Our first attempts at feeding our local whitetail deer population was with homemade deer feeders. These deer feeders are easy to make and there is no doubt that the deer use them.

To make our homemade deer feeders we used 4” PVC pipe and some plastic containers that were about 6” high and 16” square. Different diameters of pipe could be used with the larger diameters of course able to hold more feed. The plastic containers we used were reject pieces that we had around from a local factory. A 5 gallon plastic bucket would do just as well or anything that could be cut down to a 6” or so height.

All that you need to do cut a slot in the plastic pipe about 1 to 2” wide and about 3” in height in the end of the pipe that is going to be in the container.

Fasten the pipe to one side of the container with the slotted portion towards the center.

Cut some small holes in the bottom of the container so that it will not hold water when it rains.

You can cover the top of the pipe if you would like but it is not necessary, unless you are using feed that deteriorates when it gets wet.

Stabilize your homemade deer feeder by tying or fastening it to a tree or post so that it cannot fall or be knocked over.

These homemade deer feeders worked quite well for us, but the deer emptied them in only a couple of days. They would have run us broke keeping them full. These are cheap feeders to make but could be expensive if you try to keep them full.

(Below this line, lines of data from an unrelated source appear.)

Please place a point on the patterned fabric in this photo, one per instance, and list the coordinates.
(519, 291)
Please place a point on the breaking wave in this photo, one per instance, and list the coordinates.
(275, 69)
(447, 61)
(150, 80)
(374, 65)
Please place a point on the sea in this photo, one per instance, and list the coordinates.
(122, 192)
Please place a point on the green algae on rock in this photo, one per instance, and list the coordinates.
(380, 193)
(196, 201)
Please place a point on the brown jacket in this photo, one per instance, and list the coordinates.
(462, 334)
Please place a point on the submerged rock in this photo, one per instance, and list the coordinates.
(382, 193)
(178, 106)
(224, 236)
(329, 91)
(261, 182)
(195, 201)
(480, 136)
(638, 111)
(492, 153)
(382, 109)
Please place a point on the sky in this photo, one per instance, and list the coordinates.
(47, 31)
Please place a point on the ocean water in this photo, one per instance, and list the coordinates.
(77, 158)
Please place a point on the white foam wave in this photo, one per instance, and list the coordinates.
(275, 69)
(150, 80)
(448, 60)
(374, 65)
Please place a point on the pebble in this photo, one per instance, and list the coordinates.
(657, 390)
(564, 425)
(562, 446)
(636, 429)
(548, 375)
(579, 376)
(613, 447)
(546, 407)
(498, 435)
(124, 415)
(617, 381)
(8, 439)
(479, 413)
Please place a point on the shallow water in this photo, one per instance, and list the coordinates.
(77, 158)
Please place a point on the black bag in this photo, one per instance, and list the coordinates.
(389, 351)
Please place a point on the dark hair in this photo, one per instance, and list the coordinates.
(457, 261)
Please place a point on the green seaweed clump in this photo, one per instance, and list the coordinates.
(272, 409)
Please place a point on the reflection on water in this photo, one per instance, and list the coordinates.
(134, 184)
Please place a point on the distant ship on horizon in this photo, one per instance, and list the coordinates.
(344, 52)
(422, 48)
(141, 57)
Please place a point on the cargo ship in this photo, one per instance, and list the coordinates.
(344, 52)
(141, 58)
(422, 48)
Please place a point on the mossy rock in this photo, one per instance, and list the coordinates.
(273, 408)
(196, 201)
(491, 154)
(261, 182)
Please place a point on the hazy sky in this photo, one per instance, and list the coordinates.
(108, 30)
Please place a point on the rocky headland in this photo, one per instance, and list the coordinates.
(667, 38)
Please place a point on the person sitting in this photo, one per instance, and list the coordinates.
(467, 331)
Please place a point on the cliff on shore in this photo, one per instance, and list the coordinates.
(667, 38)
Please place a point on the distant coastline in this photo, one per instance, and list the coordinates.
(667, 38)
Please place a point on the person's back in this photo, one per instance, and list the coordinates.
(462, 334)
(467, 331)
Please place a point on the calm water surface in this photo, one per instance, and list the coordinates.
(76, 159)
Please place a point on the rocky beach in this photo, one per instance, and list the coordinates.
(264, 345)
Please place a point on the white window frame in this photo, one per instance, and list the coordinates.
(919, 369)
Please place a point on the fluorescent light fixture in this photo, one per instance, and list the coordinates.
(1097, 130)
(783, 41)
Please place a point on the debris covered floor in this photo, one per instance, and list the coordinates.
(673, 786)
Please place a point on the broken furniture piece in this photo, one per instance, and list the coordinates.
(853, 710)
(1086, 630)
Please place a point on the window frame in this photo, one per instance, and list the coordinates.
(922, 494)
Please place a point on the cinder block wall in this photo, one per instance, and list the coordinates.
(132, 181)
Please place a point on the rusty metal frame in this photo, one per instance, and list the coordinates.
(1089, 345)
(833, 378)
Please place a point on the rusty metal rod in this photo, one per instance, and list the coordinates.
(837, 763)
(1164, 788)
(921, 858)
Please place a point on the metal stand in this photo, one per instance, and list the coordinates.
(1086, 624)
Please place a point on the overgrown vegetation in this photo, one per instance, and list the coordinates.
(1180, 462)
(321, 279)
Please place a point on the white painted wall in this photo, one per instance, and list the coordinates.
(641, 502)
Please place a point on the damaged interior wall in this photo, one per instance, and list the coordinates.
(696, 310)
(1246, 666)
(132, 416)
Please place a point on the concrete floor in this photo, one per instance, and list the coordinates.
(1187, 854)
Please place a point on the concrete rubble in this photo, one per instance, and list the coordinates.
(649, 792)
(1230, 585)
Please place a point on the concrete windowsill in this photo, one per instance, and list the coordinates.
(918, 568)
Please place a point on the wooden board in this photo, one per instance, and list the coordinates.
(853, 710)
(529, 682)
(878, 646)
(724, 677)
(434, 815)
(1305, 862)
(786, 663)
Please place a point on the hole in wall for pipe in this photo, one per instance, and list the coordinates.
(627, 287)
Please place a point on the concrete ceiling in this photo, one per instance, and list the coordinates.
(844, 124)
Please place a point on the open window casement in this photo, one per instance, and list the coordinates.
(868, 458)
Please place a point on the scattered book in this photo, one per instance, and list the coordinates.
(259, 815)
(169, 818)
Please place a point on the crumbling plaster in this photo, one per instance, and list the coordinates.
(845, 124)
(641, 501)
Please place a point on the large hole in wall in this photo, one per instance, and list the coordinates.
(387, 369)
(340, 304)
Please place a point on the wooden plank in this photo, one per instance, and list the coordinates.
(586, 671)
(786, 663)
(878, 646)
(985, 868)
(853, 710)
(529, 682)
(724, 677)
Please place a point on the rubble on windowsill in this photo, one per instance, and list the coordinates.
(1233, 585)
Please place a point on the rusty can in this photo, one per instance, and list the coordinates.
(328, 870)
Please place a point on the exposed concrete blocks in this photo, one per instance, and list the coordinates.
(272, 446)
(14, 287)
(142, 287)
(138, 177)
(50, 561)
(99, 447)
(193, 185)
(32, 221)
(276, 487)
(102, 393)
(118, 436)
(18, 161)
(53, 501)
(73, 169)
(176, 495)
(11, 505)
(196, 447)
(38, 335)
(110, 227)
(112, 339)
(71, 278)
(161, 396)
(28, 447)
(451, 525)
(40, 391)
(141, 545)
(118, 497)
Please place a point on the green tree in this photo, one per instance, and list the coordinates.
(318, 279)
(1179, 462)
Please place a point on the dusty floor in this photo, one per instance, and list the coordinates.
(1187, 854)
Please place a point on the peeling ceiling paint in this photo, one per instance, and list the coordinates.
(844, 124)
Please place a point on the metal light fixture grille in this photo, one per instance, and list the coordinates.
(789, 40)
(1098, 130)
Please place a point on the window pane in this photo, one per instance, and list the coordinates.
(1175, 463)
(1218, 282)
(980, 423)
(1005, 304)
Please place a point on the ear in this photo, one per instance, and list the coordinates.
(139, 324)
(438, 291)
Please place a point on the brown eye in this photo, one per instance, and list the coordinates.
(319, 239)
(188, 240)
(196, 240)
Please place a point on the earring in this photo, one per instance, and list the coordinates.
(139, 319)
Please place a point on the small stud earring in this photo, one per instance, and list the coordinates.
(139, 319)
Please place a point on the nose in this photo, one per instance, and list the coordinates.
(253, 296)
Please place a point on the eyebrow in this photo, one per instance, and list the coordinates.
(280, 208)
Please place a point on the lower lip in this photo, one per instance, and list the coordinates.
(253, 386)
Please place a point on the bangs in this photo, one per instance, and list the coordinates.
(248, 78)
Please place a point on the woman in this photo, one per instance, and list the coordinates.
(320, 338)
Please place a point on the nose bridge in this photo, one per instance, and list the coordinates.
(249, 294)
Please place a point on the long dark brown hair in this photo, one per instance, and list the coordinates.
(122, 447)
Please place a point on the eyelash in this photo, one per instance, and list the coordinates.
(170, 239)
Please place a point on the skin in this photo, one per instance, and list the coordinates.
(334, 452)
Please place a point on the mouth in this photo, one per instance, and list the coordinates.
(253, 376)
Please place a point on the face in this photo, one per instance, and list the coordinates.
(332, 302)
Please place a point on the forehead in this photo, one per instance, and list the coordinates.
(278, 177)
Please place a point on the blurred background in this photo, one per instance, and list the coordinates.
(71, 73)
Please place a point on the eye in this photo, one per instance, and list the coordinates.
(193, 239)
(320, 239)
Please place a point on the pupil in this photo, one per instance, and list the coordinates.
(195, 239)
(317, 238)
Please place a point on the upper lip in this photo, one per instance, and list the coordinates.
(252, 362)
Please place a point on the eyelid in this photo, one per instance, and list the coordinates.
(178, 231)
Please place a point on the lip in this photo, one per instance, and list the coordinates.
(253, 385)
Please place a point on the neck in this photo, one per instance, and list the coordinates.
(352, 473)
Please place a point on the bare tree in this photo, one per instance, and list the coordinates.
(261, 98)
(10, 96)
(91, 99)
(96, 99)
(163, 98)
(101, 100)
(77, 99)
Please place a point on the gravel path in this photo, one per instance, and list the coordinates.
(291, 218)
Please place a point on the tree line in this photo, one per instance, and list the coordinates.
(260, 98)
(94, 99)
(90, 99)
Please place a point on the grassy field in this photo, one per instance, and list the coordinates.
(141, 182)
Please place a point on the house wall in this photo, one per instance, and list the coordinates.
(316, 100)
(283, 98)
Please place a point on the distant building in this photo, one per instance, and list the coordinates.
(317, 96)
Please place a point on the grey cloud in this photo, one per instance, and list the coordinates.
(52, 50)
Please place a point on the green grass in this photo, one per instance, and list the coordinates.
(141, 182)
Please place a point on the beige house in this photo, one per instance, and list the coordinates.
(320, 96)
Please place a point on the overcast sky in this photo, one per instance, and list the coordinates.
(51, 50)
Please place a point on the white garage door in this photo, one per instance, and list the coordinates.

We have put our homemade feeder back in use to test it to see how long 50 pounds of corn will last. The first week it was out it looks like it lasted about three days so that is 50 pounds of corn in three days. I also found that the four inch pipe that is about six feet tall holds about 25 pounds of corn and the container holds another 25 pounds so you could just fill the pipe but it would not last as long. We filled it again to see if they empty it faster now that they know to look for it. We'll let you know how it goes.

The deer below were nice enough help us out. One is pointing to the homemade deer feeder while the other is pointing out the tree we have it against.

Whitetail at a homemade feeder



We eventually moved on to using automatic deer feeders. You can purchase an automatic timer relatively cheap and attach it to a galvanized garbage can or a 30 or 55 gallon drum and hang it from a tree limb. Just make sure that you have a lid to put on it. With the automatic deer feeders you can regulate the amount of feed you provide for the deer. Raccoons and squirrels will do their best to steal the feed as well and it may take some time to outsmart them.